Real-time on most engines — reflects the current catalog state. Some engines lag slightly (Snowflake views can have a few seconds of latency). For real-time runtime data (active queries, locks), use engine-specific views (pg_stat_activity, sys.dm_exec_requests).

What's a "schema audit" query?

A query against INFORMATION_SCHEMA that surfaces a quality / security signal: tables without primary keys, columns without comments, FK columns without indexes, columns named like ssn / credit_card without encryption. Each is one query; run them in CI on every PR that touches the database.

Can I see view definitions through INFORMATION_SCHEMA?

SELECT view_definition FROM information_schema.views.

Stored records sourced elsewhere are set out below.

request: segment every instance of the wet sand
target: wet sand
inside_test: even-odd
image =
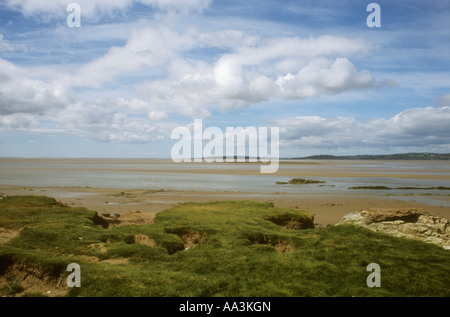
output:
[[[234,165],[230,166],[230,164]],[[309,194],[292,194],[277,192],[283,189],[282,187],[277,187],[278,185],[275,184],[273,185],[273,193],[262,193],[255,192],[254,190],[252,192],[243,192],[242,190],[237,191],[237,189],[232,192],[217,191],[216,189],[211,189],[211,191],[169,190],[167,188],[161,190],[130,189],[117,188],[121,187],[117,186],[117,183],[113,185],[108,183],[105,185],[105,187],[110,186],[113,188],[95,188],[102,187],[96,185],[91,185],[91,187],[54,186],[50,181],[49,185],[51,186],[45,187],[40,183],[40,177],[43,177],[42,175],[46,176],[50,173],[52,175],[61,175],[61,173],[65,173],[68,170],[71,170],[69,174],[72,176],[95,175],[92,177],[103,177],[103,175],[110,175],[110,173],[116,173],[115,175],[118,175],[122,171],[124,175],[131,172],[142,172],[130,174],[136,176],[145,173],[147,173],[145,175],[168,173],[171,176],[189,173],[190,175],[197,174],[202,176],[202,180],[204,180],[205,176],[211,174],[261,175],[259,173],[260,165],[260,163],[174,164],[171,160],[165,159],[0,158],[0,171],[6,173],[5,175],[11,175],[13,177],[12,180],[24,179],[28,181],[27,178],[24,178],[24,175],[34,177],[34,183],[32,185],[30,183],[29,185],[17,186],[7,185],[7,182],[6,184],[3,183],[4,185],[0,185],[0,195],[45,195],[54,197],[69,206],[82,206],[95,210],[99,214],[109,213],[111,215],[122,215],[130,211],[139,210],[140,212],[149,213],[152,216],[183,202],[256,200],[272,202],[275,206],[282,208],[307,210],[314,215],[315,222],[321,226],[335,224],[345,214],[367,208],[420,208],[430,214],[450,218],[450,195],[443,191],[433,191],[431,194],[426,194],[427,196],[423,193],[421,195],[418,192],[408,193],[407,196],[388,196],[386,193],[377,191],[367,192],[364,190],[348,190],[348,192],[343,191],[339,194],[329,192],[319,194],[315,192],[311,193],[311,191]],[[79,173],[80,171],[84,171],[85,173],[81,174]],[[278,172],[272,175],[290,178],[324,177],[326,179],[349,177],[356,180],[367,177],[373,180],[381,178],[417,179],[418,182],[421,180],[425,180],[428,183],[436,181],[438,184],[446,184],[448,180],[448,184],[450,185],[450,162],[290,160],[281,161]],[[84,183],[82,177],[79,180],[81,183]],[[134,184],[135,179],[130,179],[131,184]],[[176,178],[171,179],[175,179],[172,180],[173,182],[177,181]],[[201,180],[195,177],[187,179],[201,182]],[[0,184],[2,184],[2,180],[5,181],[6,179],[0,177]],[[88,180],[86,180],[86,186],[89,185],[87,182]],[[34,186],[36,184],[39,184],[39,186]],[[167,184],[171,185],[173,183]],[[189,183],[185,185],[185,188],[189,189]],[[164,185],[161,184],[161,186]],[[233,190],[235,189],[233,188]]]
[[[298,195],[286,193],[255,194],[243,192],[199,192],[177,190],[111,189],[84,187],[23,187],[0,185],[0,194],[44,195],[72,207],[85,207],[99,214],[126,214],[130,211],[152,216],[183,202],[254,200],[272,202],[276,207],[307,210],[318,226],[333,225],[345,214],[367,208],[420,208],[432,215],[450,218],[450,197],[437,196],[439,204],[415,202],[402,197],[367,194]]]
[[[173,163],[170,159],[45,159],[0,158],[0,168],[19,165],[20,170],[192,173],[223,175],[258,175],[268,163]],[[68,167],[65,164],[73,164]],[[124,168],[123,166],[127,167]],[[233,168],[228,168],[232,165]],[[386,165],[391,165],[386,168]],[[101,167],[101,169],[99,169]],[[235,168],[236,167],[236,168]],[[18,168],[17,166],[12,167]],[[268,174],[289,177],[376,177],[399,179],[449,180],[449,161],[364,161],[364,160],[282,160],[277,172]],[[0,179],[1,183],[1,179]]]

Returns the SELECT body of each view. On most engines the text is exactly what was provided to CREATE VIEW. Useful for finding views that depend on a particular table — text-search the view bodies.

Tip

Build a small library of "schema audit" queries and run them in CI on every PR that touches the database. Tables without primary keys, columns without comments, foreign keys without indexes, columns named like "ssn"/"credit_card" without encryption — these are all one INFORMATION_SCHEMA query each. Run them as a scheduled report (or as a CI check on the migration repo) and the data quality and security posture of your warehouse improves quietly over time. The same query that took 30 minutes to write today saves a quarterly compliance scramble forever.